Skin Cancer

How to Prevent Skin Cancer – Things To Know To Lower Your Risk

The most common type of cancer in the US is skin cancer. More than 3.5 million skin cancers are diagnosed annually in over two million people. The leading cause of skin cancer is Ultraviolet (UV) radiation, with the most dangerous type of skin cancer being melanoma.

Every year, new cases of skin cancer keep growing that breast, lung, prostate, and colon cancers combined. In fact, over the past 30 years, more and more people have suffered from skin cancer compared to other types of cancer combined.

In the course of a lifetime, one in five Americans is at risk of developing skin cancer. Considering that UV radiation also comes from sunlamps and tanning booths, we need to work harder in preventing skin cancer.

Soaking up in the sunshine, having a healthy glow, and getting your vitamin D, all sound great. However, all these also increase the risk of skin cancer. But should one become a night owl? No. you just need to figure out how to enjoy the sunshine and protect your skin at the same time.

How to Detect Skin Cancer

The sooner doctors can identify skin cancer, the sooner treatment can be administered to increase the chances of cure. The excellent news, skin cancer is highly treatable when detected in its early stages.

To detect it early, watch your skin for any new changes, especially in texture, color, and growth. Monitor any existing or new moles:

·     Asymmetry- are the moles uneven or asymmetrical in shape?

·     Border – notice any irregular borders around the moles?

·     Color- notice any moles more than one color?

·     Diameter – a mole bigger than a pencil eraser should cause concern

·     Evolved – has the mole gotten thicker or bigger?

If you notice any of these warning signs, have your doctor check it out. Do the same if you have a patch of skin seeming scaly, dry, and itchy, or if you have a sore that won’t heal.

What do Skin Cancers Look Like?

Basal Cell Carcinoma (BCC) and Squamous Cell Carcinoma (SCC) present themselves as raised pink areas on the skin that are crusted, shiny, scaly, or non-healing commonly on the sun-exposed surfaces of your skin.

Melanoma is typically black, brown, or multicolored. It often starts out as a flat spot and could stay like that for months or years, and then turn into a bump. You can develop melanoma anywhere on your skin surface, but the sun-exposed surfaces are the most common areas for melanoma. Don’t assume or neglect worrisome spots on your body, whether it’s at the bottom of your foot or behind your finger.

How to Prevent Skin Cancer

Even though skin cancer is commonly caused by sun exposure, remember that even on the cloudiest days, we’re still exposed to UV rays from the sun. Hence, it would be best if you protected your skin all-year-round. To keep your skin healthy and cancer-free:

Wear sunscreen daily

Don’t just reserve sunscreen for a long hike or a day at the pool. Apply sunscreen every day, whether it’s summer, winter, cloudy, sunny, or whether you’re indoors or out. Apply generous even on the areas mostly forgotten like the top of your head, top of your feet, your neck, and top of your ears.

Avoid Tanning

Tan is skin damage. Using a tanning bed or laying out to get tanned is merely choosing to damage your skin. You can get a sun-kissed glow from countless drugstore products without having a single ray touch or damage your skin. 

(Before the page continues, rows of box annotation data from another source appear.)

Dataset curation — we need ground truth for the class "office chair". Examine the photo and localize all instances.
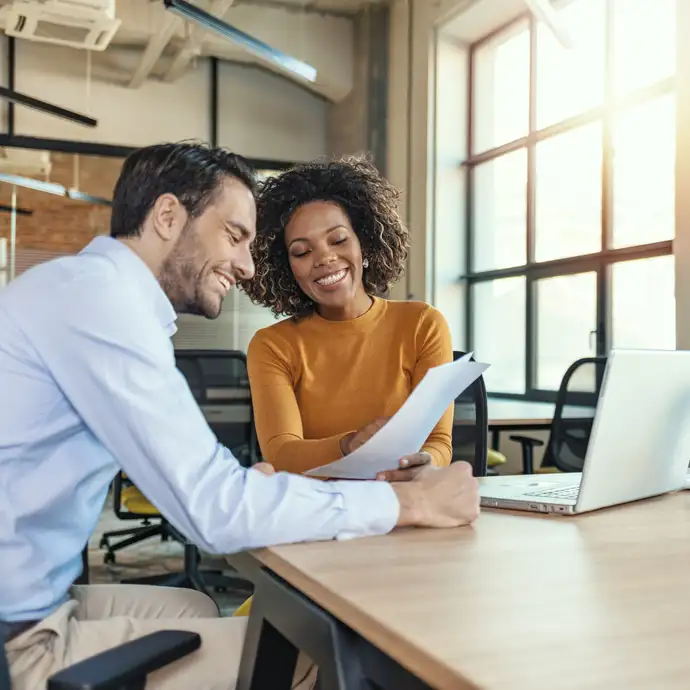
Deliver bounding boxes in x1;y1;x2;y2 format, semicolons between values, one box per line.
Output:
101;350;258;594
510;357;606;474
0;623;201;690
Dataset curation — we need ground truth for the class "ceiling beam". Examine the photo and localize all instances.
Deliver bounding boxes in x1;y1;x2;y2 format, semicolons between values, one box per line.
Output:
163;0;234;81
129;13;182;89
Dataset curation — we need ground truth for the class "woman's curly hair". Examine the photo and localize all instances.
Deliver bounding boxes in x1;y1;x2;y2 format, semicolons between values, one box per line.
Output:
242;157;409;316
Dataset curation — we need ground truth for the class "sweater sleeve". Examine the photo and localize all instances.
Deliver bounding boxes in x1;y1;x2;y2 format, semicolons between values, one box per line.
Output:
247;331;349;474
412;307;454;466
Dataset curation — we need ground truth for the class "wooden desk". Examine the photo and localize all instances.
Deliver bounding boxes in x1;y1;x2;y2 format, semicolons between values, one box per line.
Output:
245;492;690;690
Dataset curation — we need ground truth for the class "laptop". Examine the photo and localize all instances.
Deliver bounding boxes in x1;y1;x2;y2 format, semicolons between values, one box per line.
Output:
479;350;690;515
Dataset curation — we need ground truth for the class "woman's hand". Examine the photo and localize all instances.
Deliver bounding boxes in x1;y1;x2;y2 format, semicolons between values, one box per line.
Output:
340;417;390;455
251;462;276;474
376;450;432;482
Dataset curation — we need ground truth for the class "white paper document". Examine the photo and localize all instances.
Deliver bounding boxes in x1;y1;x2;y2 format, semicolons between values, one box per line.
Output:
306;353;489;479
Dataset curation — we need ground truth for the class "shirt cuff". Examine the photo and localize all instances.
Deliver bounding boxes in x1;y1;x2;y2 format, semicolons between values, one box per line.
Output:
331;481;400;540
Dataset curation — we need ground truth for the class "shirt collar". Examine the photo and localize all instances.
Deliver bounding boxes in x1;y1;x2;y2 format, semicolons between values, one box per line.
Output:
80;236;177;337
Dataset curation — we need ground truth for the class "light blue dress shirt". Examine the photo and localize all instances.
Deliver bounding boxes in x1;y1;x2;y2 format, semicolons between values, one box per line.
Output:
0;237;400;621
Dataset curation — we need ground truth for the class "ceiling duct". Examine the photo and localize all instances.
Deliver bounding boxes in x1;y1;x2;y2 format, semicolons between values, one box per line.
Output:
4;0;121;50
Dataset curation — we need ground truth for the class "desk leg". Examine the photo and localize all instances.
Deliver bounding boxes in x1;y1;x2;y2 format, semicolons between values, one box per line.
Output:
237;570;430;690
491;429;501;450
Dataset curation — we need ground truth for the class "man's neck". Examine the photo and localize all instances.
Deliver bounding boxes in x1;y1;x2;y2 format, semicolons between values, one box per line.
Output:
117;236;163;279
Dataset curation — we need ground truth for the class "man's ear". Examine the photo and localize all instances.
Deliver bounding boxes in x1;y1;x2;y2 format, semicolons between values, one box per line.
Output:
151;194;187;242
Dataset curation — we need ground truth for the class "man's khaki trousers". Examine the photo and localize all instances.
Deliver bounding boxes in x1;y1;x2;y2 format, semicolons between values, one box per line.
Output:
6;585;316;690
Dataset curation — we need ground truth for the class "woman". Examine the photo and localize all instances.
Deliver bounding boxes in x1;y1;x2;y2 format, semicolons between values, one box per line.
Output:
239;158;453;480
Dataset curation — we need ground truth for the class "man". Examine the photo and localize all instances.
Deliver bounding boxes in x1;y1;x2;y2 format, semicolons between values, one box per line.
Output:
0;144;479;690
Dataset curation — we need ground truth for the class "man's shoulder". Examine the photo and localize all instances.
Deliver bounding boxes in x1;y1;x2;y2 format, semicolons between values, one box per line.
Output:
2;253;117;297
0;254;126;325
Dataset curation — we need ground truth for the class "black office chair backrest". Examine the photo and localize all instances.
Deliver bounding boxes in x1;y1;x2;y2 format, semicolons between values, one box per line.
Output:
175;350;258;466
542;357;606;472
451;352;489;477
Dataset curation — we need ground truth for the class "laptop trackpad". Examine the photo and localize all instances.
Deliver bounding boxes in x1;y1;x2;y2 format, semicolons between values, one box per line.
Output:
479;472;582;498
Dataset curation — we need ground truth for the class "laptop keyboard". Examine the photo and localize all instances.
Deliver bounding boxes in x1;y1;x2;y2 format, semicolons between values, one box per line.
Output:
524;484;580;500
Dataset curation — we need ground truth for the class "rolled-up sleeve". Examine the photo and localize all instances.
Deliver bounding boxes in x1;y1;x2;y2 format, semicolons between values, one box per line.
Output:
29;278;399;553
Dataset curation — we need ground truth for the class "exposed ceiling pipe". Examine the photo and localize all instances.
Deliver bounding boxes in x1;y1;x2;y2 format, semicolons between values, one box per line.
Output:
163;0;316;82
163;0;234;81
129;14;182;89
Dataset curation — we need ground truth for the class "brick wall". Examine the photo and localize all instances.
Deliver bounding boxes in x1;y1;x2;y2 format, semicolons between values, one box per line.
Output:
0;153;122;254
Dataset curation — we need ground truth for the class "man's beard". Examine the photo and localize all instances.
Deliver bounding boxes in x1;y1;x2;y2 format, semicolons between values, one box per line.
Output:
158;222;220;319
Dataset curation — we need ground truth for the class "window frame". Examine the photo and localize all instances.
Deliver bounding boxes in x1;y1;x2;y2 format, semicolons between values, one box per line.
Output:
462;0;676;402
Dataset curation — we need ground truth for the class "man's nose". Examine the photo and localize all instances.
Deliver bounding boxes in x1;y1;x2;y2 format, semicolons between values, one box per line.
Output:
235;247;256;280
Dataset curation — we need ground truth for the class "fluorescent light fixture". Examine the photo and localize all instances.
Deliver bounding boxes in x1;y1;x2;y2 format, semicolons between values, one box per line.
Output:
0;204;34;215
0;173;112;204
163;0;316;82
0;173;67;196
0;86;98;127
525;0;573;49
66;189;113;206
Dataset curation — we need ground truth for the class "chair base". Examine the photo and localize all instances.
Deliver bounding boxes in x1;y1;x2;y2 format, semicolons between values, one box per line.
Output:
115;540;254;598
99;520;165;564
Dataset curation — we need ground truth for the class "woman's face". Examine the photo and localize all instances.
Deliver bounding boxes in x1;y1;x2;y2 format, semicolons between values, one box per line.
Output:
285;201;365;310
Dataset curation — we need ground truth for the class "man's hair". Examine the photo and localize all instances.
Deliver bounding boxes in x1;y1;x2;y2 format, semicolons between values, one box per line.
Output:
110;143;257;237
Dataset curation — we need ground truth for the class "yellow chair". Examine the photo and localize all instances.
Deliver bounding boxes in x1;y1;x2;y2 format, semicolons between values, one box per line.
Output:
101;472;253;595
232;597;254;618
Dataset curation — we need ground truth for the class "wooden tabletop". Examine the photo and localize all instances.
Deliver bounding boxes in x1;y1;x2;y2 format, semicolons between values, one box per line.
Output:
253;492;690;690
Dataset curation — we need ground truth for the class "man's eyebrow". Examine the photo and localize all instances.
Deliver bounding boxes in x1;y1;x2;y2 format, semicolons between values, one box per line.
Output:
228;221;252;237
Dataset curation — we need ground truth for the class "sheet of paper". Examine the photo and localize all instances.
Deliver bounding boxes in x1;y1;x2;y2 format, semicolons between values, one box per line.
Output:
307;353;489;479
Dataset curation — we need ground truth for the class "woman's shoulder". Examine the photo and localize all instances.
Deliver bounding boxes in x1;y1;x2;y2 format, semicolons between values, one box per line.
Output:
386;300;445;325
247;318;295;356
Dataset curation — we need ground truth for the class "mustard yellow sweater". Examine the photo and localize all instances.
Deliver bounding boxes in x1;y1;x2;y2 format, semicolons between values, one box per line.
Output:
247;299;453;473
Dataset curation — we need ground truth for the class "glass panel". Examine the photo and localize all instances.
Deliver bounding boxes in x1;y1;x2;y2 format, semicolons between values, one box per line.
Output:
472;149;527;271
472;22;529;152
611;256;676;350
471;276;526;393
537;0;606;129
535;124;601;261
613;0;672;94
535;272;597;390
612;94;676;247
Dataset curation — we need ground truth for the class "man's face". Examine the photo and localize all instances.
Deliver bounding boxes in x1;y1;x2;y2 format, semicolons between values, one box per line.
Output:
159;177;256;319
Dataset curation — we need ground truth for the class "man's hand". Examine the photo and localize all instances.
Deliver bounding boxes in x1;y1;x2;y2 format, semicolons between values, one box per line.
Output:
376;451;431;482
340;417;390;455
392;462;479;527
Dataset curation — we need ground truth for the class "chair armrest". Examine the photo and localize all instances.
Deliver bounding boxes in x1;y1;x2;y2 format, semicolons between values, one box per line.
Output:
48;630;201;690
509;436;544;448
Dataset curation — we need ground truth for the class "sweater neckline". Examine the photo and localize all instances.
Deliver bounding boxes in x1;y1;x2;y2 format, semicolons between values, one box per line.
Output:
310;296;386;331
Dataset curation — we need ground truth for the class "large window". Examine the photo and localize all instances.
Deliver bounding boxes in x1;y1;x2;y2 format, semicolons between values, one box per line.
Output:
466;0;678;400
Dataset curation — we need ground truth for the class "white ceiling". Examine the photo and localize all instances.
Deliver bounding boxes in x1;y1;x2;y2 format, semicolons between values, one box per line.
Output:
442;0;527;43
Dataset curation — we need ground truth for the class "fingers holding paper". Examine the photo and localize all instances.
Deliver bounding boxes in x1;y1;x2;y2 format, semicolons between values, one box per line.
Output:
376;451;431;482
340;417;390;455
392;462;480;527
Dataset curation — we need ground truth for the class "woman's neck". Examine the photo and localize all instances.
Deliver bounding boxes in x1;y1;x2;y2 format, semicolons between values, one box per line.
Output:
316;290;374;321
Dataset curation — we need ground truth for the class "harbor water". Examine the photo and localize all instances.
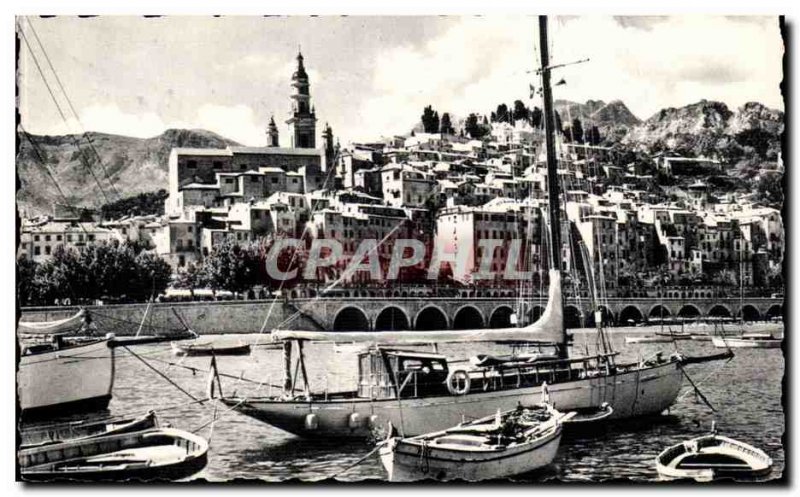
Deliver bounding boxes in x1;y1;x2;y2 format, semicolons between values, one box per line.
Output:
29;328;785;482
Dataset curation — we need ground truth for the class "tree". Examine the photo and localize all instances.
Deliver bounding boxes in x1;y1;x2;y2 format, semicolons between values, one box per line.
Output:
17;255;37;306
203;241;258;293
586;124;603;145
129;252;172;300
495;104;511;123
439;112;456;135
422;105;439;133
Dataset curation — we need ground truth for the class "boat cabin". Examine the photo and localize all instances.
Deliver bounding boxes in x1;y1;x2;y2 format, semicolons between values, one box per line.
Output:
358;348;448;399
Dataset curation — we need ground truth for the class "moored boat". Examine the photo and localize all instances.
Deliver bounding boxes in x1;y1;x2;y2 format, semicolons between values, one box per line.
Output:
563;402;614;428
171;342;251;356
17;335;114;420
379;404;572;482
656;433;772;481
17;428;208;481
20;411;158;449
625;336;674;343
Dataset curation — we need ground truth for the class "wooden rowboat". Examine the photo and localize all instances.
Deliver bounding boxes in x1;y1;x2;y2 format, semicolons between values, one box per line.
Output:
625;336;674;343
20;411;158;449
172;342;250;356
17;428;208;481
656;433;772;481
378;404;572;482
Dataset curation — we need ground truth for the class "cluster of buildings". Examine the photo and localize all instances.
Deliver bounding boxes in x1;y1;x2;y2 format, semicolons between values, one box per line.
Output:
21;54;784;291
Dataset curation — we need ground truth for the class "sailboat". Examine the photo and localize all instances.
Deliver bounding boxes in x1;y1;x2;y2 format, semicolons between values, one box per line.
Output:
222;16;728;438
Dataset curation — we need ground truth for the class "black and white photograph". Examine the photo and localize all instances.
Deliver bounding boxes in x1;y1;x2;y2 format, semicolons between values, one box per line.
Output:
10;7;792;484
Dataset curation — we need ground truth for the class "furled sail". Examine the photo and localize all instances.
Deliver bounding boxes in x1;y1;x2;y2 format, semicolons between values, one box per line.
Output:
272;269;566;345
17;309;86;335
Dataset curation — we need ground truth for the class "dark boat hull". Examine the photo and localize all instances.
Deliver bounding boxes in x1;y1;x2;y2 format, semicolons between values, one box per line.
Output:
223;361;683;438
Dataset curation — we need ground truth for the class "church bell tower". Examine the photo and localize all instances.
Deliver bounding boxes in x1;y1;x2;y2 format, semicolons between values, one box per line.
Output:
286;52;317;148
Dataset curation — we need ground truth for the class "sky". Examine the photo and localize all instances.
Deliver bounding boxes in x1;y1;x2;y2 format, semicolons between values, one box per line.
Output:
18;15;784;146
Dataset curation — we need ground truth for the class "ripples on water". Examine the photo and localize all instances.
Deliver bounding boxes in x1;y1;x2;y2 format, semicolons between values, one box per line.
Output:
23;328;784;481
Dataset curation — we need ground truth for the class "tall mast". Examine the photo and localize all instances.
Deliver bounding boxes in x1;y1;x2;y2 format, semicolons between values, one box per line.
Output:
539;16;567;357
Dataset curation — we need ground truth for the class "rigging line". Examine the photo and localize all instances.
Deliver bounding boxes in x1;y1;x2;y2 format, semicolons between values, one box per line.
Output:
25;17;122;198
17;24;111;203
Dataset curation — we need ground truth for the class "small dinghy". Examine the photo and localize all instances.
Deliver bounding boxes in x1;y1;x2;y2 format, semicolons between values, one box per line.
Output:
712;333;783;349
379;398;573;482
17;428;208;481
20;411;158;450
656;430;772;481
562;402;614;429
172;342;250;356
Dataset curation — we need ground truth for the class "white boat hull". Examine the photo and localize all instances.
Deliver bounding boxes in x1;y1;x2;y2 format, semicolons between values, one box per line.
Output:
711;337;783;349
379;425;562;482
224;362;683;438
17;339;114;416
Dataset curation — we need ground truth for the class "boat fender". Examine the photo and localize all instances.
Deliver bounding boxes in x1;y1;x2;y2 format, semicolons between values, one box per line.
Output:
445;369;470;395
347;412;362;429
305;414;319;430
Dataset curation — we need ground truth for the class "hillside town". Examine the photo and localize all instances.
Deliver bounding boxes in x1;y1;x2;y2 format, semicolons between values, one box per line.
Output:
19;53;785;297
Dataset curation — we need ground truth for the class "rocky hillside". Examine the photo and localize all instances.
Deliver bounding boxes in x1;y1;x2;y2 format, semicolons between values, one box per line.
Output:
17;129;238;216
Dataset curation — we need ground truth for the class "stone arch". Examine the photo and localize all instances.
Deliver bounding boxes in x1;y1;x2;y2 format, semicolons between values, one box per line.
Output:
414;304;449;331
619;305;644;326
678;304;703;321
375;305;411;331
736;304;761;321
333;306;370;331
647;304;672;319
489;305;514;328
708;304;731;318
564;305;583;328
764;304;783;320
453;305;485;330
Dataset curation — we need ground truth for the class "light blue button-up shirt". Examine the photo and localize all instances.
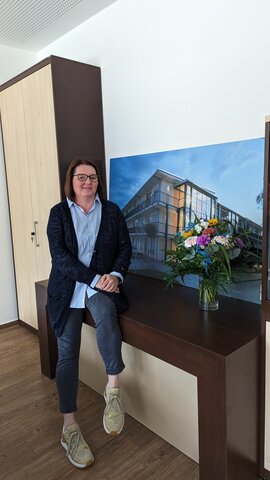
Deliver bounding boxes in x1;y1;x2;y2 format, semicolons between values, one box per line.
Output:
67;194;123;308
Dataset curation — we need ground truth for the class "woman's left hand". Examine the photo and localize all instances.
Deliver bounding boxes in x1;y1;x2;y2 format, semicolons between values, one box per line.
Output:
96;273;119;293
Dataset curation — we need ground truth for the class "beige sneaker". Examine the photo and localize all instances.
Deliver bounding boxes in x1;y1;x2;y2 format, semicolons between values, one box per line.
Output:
103;386;125;435
61;423;94;468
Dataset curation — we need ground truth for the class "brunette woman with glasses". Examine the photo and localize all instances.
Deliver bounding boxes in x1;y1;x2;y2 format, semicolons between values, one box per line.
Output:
47;159;131;468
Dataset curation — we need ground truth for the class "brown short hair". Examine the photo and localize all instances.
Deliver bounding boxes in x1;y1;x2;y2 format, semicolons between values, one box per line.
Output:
64;158;104;201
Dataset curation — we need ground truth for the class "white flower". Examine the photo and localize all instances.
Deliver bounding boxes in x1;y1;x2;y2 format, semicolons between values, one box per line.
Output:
194;223;203;233
184;237;197;248
213;235;229;247
200;218;208;229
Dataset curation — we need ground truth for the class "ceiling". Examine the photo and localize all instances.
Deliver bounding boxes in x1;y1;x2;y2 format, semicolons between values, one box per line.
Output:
0;0;116;51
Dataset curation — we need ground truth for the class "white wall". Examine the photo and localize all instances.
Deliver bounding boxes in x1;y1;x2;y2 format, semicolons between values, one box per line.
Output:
0;45;37;324
39;0;270;165
0;0;270;466
35;0;270;464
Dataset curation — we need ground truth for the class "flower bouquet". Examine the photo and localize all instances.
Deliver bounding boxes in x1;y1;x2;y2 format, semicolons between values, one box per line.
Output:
165;217;251;310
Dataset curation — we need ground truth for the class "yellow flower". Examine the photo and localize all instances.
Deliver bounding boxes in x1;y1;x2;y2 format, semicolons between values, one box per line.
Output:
183;230;192;238
208;218;218;227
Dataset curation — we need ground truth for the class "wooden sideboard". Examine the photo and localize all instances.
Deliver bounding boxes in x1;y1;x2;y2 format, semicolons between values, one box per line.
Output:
36;274;261;480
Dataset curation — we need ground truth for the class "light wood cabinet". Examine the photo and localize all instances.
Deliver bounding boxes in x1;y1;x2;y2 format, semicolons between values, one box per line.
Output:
0;57;105;329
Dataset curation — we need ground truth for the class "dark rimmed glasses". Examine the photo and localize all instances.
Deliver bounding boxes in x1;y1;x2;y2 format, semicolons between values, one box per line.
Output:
73;173;98;182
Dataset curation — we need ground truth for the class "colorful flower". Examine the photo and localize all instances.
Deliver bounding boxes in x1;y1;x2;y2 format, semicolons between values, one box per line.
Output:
213;235;229;247
194;223;203;233
202;227;216;235
235;237;245;248
196;235;211;248
208;218;218;227
184;236;198;248
183;230;192;238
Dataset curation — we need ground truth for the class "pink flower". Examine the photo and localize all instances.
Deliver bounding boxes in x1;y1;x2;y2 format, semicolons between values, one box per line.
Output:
213;235;229;247
184;237;197;248
196;235;211;248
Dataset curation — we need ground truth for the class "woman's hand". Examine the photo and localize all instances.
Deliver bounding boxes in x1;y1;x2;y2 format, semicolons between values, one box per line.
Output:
96;273;119;293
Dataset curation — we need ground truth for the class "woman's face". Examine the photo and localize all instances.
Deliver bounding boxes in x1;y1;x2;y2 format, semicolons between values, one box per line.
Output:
72;165;98;201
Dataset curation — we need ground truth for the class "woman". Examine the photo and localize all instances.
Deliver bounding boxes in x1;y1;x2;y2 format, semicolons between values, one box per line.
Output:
47;159;131;468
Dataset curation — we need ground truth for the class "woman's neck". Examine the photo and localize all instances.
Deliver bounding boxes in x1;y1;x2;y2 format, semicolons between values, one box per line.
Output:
75;197;95;213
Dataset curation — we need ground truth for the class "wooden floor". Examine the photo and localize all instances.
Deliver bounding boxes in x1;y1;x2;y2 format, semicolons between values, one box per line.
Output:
0;325;198;480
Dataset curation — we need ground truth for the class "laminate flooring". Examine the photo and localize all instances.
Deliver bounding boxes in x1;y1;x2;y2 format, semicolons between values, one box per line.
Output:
0;324;198;480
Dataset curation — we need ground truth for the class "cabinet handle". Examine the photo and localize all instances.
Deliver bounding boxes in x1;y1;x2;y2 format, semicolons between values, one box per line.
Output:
34;221;40;247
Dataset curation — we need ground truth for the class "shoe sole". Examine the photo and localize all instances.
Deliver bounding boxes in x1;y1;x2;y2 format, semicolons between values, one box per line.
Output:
61;440;95;468
103;393;125;437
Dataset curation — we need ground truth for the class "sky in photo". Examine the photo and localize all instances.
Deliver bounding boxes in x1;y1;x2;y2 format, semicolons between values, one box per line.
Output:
110;138;264;224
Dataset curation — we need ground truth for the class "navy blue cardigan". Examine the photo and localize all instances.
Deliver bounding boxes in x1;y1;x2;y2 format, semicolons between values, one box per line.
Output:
47;200;132;336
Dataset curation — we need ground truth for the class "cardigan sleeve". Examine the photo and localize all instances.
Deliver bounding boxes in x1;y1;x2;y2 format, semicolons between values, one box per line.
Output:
47;207;97;286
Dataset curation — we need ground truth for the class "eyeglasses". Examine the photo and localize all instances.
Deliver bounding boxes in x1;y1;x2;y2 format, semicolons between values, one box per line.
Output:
73;173;98;182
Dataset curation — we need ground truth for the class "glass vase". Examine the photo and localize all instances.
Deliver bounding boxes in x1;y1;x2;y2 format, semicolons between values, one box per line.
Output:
199;276;218;311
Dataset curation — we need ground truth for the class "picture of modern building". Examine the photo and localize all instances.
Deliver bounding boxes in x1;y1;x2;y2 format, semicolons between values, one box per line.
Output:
122;169;262;269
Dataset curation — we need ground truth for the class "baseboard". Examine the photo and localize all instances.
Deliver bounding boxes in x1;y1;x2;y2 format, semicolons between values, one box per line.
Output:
18;320;38;335
0;320;19;330
263;468;270;480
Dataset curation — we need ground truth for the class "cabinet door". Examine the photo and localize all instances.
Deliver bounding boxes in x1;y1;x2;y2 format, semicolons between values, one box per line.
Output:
22;65;60;281
0;82;37;328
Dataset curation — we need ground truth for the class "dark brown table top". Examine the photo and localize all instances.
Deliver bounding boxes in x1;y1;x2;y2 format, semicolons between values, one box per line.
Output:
37;273;262;357
122;274;261;356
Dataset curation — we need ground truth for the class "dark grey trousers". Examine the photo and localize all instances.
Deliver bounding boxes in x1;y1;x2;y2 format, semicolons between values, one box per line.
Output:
56;293;125;413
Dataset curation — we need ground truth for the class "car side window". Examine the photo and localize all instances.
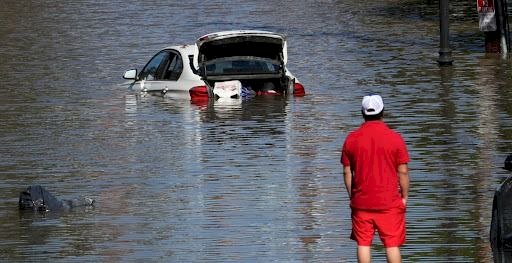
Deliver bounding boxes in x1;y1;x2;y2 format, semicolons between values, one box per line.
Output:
139;50;169;80
164;53;183;80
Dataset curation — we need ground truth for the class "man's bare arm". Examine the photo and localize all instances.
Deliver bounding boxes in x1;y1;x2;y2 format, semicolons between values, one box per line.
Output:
398;164;409;205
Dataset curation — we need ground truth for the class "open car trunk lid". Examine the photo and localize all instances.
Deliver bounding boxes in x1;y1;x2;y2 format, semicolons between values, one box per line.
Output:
196;30;287;80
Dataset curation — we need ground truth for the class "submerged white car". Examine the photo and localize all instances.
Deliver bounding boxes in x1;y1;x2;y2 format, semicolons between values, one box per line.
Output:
123;30;305;100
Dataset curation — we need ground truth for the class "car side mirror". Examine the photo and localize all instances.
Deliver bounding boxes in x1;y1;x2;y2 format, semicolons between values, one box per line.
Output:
123;69;137;80
188;55;198;75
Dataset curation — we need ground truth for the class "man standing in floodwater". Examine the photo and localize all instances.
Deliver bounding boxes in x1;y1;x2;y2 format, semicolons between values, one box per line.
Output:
341;95;409;262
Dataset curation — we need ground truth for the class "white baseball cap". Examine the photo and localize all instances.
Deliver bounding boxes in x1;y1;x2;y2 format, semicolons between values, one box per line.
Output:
361;95;384;115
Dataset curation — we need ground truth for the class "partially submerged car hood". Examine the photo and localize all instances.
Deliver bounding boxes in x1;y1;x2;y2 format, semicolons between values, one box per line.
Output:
196;30;287;65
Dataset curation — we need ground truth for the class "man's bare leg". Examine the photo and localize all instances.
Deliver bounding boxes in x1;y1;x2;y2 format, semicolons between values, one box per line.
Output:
357;246;372;263
386;247;402;263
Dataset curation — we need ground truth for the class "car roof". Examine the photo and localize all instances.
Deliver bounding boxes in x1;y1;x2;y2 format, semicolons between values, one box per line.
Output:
196;30;286;46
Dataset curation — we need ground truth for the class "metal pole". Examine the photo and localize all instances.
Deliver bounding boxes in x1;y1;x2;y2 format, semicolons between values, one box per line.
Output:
437;0;453;66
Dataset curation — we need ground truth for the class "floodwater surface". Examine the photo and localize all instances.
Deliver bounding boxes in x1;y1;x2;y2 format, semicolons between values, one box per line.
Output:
0;0;512;262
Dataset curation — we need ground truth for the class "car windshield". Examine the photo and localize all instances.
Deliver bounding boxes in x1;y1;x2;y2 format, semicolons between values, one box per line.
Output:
205;57;281;76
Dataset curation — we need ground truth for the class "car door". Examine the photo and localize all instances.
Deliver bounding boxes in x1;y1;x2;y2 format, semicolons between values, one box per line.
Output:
138;50;183;91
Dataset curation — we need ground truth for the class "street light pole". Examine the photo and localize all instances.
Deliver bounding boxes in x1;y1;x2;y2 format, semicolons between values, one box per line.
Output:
437;0;453;66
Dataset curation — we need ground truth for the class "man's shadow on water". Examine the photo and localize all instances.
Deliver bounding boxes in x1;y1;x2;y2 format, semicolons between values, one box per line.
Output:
490;154;512;262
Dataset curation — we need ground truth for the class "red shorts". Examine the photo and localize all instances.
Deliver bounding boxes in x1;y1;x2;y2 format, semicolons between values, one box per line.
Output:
350;202;405;247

Choose Wisely When to be Outdoors

We recommend planning your outdoor activities outside 10 am and 2 pm. These are the peak times when the sun is most active. Try to spend as much time in the shade if you find yourself outside around these times.

Wear Protective Clothing

Lightweight clothing such as long pants and long sleeves can offer you extra protection from the sun. You should also consider getting sunglasses that block out both UVB and UVA rays, and buy a wide-brimmed hat. The reflection of the sun’s rays if you’re near water can be even more impactful.

To prevent skin cancer, be always readily prepared before going out in the sun to keep free of short-term burns as well as long-term damage. If you notice areas of concern on your skin, locate a dermatologist near you and have it checked.